In June of this year, I went to my first ISTE Conference & Expo, to say it was one of the best professional development experiences of my life would be a huge understatement. Being in the presence of over 15,000 educators from all 50 states and 73 different countries, all seeking to improve teaching and learning through technology integration was humbling.
The first night of the conference, there was an electrifying keynote by renown Theoretical Physicist, Michio Kaku, but what inspired me as equally as the keynote was a sketchnote of the keynote by Vanessa Perez I found while perusing my PLN on Twitter.
After seeing this sketchnote and doing a little bit more research on the process of sketchnoting, I decided to try my hand at it (I sketchnoted each of my sessions). Sketchnoting (also called visual note taking) combines various doodles, drawings, and text to capture the essence of a class, workshop, or presentation.
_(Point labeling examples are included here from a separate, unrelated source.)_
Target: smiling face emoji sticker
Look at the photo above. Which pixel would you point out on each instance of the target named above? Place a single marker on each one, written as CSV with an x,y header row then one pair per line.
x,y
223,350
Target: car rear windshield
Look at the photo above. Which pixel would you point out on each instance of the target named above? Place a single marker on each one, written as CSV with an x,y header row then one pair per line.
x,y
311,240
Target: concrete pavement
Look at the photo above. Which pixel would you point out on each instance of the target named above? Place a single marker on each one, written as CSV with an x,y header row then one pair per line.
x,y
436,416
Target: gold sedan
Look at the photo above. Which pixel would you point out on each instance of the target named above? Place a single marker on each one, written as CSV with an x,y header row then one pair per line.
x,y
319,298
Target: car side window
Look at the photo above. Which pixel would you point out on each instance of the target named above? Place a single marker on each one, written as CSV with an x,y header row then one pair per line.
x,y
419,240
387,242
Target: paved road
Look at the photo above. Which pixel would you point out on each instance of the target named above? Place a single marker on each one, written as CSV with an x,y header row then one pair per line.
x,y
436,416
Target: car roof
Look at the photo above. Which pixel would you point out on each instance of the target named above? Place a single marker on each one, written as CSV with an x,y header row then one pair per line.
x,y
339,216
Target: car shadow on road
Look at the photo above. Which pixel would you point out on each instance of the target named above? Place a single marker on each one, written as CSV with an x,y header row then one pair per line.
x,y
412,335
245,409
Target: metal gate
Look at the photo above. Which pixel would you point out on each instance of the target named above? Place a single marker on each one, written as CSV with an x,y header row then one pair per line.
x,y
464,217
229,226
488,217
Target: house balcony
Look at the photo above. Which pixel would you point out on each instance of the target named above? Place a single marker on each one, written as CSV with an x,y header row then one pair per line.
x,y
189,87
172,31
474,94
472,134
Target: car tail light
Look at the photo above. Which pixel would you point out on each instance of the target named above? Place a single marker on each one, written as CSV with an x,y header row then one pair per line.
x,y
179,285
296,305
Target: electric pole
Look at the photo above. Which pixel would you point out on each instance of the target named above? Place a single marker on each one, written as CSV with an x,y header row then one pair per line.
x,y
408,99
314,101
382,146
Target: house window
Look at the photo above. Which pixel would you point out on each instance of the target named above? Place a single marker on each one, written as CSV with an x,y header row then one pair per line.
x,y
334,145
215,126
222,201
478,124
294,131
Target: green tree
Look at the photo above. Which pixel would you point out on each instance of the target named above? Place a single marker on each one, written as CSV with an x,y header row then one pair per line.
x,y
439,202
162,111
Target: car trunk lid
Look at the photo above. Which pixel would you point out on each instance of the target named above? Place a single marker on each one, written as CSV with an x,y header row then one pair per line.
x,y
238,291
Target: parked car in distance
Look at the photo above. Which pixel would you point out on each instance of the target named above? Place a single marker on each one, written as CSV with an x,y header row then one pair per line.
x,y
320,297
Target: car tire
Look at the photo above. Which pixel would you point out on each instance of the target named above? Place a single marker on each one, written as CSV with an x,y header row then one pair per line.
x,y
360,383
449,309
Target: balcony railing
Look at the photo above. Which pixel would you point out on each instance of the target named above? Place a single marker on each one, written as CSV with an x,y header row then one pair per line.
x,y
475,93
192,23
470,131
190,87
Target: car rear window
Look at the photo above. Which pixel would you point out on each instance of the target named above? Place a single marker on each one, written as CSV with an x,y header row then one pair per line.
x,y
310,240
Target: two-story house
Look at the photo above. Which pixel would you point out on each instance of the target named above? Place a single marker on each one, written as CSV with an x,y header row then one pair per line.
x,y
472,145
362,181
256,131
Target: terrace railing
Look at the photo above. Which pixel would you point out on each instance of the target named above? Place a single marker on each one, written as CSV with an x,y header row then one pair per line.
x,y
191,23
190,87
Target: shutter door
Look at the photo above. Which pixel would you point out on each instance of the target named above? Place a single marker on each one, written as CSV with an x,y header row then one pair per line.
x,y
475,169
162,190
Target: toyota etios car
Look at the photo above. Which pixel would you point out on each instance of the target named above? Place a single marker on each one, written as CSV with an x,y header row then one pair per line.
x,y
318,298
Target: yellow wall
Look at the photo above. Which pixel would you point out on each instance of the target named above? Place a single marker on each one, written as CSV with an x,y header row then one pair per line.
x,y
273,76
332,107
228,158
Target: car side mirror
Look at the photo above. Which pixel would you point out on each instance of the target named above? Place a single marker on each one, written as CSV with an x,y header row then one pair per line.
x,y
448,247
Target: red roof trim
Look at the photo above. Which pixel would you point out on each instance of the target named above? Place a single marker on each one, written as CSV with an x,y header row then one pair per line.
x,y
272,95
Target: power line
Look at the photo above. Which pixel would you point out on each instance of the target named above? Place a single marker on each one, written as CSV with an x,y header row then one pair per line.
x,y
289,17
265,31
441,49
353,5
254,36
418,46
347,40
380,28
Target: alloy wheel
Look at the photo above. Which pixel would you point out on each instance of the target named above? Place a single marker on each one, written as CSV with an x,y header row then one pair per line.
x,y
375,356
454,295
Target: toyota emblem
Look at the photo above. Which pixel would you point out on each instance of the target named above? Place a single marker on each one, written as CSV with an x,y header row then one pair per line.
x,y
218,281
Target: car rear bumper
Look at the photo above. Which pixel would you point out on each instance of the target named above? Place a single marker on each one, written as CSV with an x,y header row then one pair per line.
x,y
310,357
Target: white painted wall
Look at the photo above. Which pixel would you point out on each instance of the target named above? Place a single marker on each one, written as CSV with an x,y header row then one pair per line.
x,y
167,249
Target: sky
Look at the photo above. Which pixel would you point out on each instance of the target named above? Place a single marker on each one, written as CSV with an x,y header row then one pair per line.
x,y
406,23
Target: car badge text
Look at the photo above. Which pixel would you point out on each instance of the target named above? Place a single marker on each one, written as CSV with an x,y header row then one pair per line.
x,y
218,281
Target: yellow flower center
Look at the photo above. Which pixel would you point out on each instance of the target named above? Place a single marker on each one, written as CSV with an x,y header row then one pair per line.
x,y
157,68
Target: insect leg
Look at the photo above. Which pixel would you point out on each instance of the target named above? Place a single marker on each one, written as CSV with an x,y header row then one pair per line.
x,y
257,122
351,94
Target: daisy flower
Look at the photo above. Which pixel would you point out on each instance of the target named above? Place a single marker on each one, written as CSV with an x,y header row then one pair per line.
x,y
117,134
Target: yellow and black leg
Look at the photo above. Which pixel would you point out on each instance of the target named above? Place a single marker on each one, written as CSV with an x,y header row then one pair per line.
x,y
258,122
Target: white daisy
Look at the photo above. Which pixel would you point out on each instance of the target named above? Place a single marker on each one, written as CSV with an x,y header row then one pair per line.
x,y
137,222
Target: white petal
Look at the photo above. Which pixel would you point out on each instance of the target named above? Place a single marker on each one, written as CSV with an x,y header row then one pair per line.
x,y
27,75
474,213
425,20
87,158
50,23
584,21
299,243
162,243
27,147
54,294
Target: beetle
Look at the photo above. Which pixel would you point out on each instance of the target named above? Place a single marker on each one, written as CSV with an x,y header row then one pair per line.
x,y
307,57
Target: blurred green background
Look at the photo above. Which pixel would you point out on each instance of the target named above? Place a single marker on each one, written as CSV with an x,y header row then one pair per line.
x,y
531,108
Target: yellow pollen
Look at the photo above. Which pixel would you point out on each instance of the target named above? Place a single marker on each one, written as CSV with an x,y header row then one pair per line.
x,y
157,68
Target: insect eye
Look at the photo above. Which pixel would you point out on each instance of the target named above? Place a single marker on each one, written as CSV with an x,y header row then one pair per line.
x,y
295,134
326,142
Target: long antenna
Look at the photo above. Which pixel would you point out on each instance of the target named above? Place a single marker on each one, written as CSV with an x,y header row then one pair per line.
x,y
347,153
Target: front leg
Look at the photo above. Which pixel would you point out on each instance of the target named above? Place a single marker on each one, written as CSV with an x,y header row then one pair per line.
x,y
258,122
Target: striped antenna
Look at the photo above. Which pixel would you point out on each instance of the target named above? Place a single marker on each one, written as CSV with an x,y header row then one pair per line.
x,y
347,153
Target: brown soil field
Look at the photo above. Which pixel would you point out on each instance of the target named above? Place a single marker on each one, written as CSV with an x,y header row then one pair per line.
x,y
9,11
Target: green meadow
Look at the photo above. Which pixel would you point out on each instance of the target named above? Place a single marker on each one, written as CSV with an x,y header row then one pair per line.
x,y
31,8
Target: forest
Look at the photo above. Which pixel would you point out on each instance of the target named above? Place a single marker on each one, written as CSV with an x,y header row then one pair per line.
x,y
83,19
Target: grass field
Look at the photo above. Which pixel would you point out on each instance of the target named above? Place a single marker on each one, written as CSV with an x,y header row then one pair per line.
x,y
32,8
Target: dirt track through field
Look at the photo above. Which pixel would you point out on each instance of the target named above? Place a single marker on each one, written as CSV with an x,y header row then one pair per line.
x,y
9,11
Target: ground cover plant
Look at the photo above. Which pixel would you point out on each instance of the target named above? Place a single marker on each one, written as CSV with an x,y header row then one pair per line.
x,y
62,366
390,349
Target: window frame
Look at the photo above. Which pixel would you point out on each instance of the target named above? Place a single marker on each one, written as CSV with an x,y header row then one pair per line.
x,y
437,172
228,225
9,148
What makes sketchnoting so powerful is the visual nature in which it allows the notetaker to capture the information. What educators need to understand is that sketchnotes are as unique as the people who create them. It takes some time to master sketchnoting, but over the course of the four days of the conference, there was an evolution in my ability to create sketchnotes. It's important to sketchnote often to perfect the craft.
What I didn’t realize is that I’ve seen sketchnotes before, specifically from Sylvia Duckworth. I’ve seen her artistic creations throughout my PLNs but never thought it was something I could do. The fact is, anyone can do it, and everyone should do it. Studies show that the act of combining images with text helps the brain retain information better; however, because every notetaker is different, you may not understand all of my notes and vice versa. Sketchnotes are primarily for the person creating them and not a wider audience. The creator of the visual notes is the only one who knows why he/she combined certain images and text, but getting students to share and explain their visual notes is a great way to extend learning.
Teachers can explicitly teach students the sketchnoting process, and here are my five suggestions that students should remember when sketchnoting:
1. You do not have to be an “artist” to sketchnote.
2. Your notes are your notes, create them in a way that makes sense to you.
3. Your notes don’t have to capture everything, get the gist of the information.
4. Low tech or high tech, it doesn't matter.
5. Have fun while learning.
I captured my sketchnotes on an iPad Pro (12.9”) with an Apple Pencil using the Procreate app, but sketchnoting can be done just as easily with a traditional pencil and paper, and there are other great apps that can be used to capture sketchnotes.
So, the next time you are in a faculty meeting, professional development, or at a conference, try your hand at sketchnoting. You can even practice by taking visual notes of your favorite song, book, television show, or movie. And this school year, have your students try their hands at visual note taking and see what great works of art they come up with. I can’t wait to see what you and your students create.